La Prima Sezione Penale del Tribunale Regionale Superiore di Naumburg, in Germania, ha emesso il 21 novembre il verdetto favorevole all’estradizione di Filippo Turetta. Il giovane di 22 anni è l’unico indiziato per l’omicidio della sua ex fidanzata, Giulia Cecchettin, avvenuto nella notte del 11 novembre. Questa decisione arriva dopo che Turetta ha acconsentito all’estradizione semplificata e non ci sono più ostacoli legali per il procedimento.

Filippo Turetta è attualmente detenuto nella prigione di Halle, in Germania, dove è stato rinchiuso dopo essere stato fermato nei pressi di Lipsia durante la sua fuga.
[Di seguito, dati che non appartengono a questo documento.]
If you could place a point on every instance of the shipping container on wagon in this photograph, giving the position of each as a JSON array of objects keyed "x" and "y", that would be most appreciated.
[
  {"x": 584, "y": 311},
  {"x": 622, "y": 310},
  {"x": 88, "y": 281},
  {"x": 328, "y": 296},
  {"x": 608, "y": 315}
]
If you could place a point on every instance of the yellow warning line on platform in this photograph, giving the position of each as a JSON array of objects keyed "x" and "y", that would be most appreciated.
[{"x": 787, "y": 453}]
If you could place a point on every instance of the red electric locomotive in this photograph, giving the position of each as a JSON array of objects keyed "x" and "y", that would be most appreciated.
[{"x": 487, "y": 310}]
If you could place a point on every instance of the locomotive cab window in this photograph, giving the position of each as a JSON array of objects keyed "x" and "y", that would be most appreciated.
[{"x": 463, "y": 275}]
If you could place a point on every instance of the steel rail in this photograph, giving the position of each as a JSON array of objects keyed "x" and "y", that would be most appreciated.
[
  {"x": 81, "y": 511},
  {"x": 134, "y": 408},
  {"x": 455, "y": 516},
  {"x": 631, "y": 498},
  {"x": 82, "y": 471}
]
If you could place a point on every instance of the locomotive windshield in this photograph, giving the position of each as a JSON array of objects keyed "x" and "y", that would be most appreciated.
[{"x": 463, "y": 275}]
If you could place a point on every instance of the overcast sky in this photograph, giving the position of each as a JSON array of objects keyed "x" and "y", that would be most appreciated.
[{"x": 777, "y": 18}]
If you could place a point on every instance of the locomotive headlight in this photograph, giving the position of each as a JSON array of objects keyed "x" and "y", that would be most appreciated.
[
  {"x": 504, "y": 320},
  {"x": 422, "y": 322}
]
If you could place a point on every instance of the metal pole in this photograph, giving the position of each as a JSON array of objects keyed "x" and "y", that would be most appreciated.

La procedura di estradizione è stata avviata senza necessità di ulteriori decisioni del tribunale, grazie al mandato d’arresto emesso.

I testimoni dell’omicidio, secondo quanto riportato dai colleghi di PadovaOggi, includono un vicino di casa della famiglia Cecchettin e un addetto alla sorveglianza presso lo stabilimento Dior. Quest’ultimo avrebbe sentito le urla di Giulia che chiedeva aiuto. La ricostruzione degli eventi indica che Turetta ha prelevato la vittima a casa e insieme si sono diretti al centro commerciale di Marghera per poi, in seguito, giungere nel parcheggio dell’asilo di viale Aldo Moro, dove si è scatenata la prima lite.
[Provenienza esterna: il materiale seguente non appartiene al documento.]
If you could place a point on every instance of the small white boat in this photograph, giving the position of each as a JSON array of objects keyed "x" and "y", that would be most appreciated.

La discussione è culminata con ferite inflitte alla ragazza, come dimostrano le macchie di sangue e un coltello da cucina spezzato rinvenuti sul luogo. Successivamente, Turetta avrebbe condotto la ex fidanzata nella zona industriale di Fossò, dove le telecamere di aziende locali avrebbero ripreso l’inseguimento e l’aggressione, confermando la brutalità dell’atto.

Il medico legale ha confermato che Giulia ha cercato di difendersi, ma è morta a causa di numerose e violente coltellate, che hanno provocato un’emorragia. La fuga di Turetta, registrata dalle telecamere stradali, ha attraversato le province di Venezia e Treviso prima di dirigere verso la Germania, dove è stato catturato sulla corsia di emergenza dell’autostrada vicino a Lipsia.

La giustizia ora attende Filippo Turetta, l’unico indiziato per questa tragica morte, che dovrà rispondere delle sue azioni di fronte alla legge. La storia continua a suscitare sconcerto e indignazione, lasciando la comunità in cerca di risposte e giustizia per Giulia Cecchettin.